Scott Herring teaches in the Department of English at Indiana University. He is the author of Queering the Underworld: Slumming, Literature, and the Undoing of Lesbian and Gay History.
23rd Annual Lambda Literary Award Winner
Scott Herring tells the story that most of us have heard: A young gay person grows up in a rustic, rural area, inundated with homophobia. All the while, they dream of a better life in the city, where they can surround themselves with other liberated gay people and define their own identity. It’s those thoughts that get them through each day until finally, they move to the city, surrounded by those who accept them as they are, and live happily ever after. This story could be that of Constance McMillen, the teenager who was banned from her prom in Mississippi, defeated her school board in court, was whisked away to chat with Ellen Degeneres on her show, and received a $30,000 scholarship for her trouble.
The book is straight out of a college sociology class; the words are a swamp you have to wade through, each sentence must be read intentionally. It is not a quick read, but once you get through all the big words, there are crucial questions that challenge gay urban culture. While the narrative of gay liberation in the city is common and familiar, the problem with it is that it alienates gay life outside of the city.
Herring highlights the artwork of Michael Meads, a photographer from rural Georgia.
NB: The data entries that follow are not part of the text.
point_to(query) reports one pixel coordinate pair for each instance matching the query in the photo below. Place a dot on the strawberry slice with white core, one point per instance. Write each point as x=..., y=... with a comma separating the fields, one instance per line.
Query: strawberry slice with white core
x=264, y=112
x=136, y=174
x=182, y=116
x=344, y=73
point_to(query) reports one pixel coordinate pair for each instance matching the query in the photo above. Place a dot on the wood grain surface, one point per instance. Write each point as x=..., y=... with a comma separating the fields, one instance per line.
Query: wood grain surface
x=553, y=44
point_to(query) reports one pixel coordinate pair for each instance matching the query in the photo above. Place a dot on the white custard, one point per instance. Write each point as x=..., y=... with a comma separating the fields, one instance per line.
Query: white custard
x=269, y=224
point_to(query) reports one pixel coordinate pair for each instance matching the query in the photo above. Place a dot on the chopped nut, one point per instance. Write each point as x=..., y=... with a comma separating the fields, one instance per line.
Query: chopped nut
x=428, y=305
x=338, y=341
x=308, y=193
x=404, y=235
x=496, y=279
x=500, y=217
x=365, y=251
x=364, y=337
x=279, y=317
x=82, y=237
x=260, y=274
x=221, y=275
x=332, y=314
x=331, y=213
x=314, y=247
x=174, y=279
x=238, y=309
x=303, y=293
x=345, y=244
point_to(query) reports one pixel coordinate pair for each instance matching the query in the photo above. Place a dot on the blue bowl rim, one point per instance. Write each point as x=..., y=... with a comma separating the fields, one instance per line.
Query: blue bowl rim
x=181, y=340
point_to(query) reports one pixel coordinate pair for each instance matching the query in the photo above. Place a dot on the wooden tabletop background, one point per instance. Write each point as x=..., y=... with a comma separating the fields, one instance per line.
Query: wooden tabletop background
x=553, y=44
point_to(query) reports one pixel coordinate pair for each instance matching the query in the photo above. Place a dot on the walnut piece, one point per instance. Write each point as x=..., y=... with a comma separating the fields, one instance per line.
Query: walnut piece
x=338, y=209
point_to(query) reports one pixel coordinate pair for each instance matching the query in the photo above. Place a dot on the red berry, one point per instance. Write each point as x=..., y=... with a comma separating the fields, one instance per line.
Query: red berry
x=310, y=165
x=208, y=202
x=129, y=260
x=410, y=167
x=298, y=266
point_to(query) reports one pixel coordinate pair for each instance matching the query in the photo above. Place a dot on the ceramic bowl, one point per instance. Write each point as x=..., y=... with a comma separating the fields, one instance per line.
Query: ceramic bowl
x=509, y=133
Two of the most striking and jarring pictures in the book include a photo of two men, both looking like stereotypical “rednecks” (one has camouflage pants on, the other a scruffy goatee and two pierced ears), standing very close to each other and in front of a confederate flag. The next picture is of the same two men, now naked and with one touching the other in a way that insinuates sexual energy. The photos knock the usual picture of two gay men on its back. They are not polished, groomed, or effeminate in the way that urbanized gay men are stereotyped.
Herring’s argument seems to be that queers should be able to live in other places than the city with ease. There should be communities of queer people in each suburb and small town. Gay people need not flock the gay meccas in cities; they can stay in their own small, Southern, or rural towns. After all the queer theory and big words, his message is quite simple: Go out to the country and form your own community.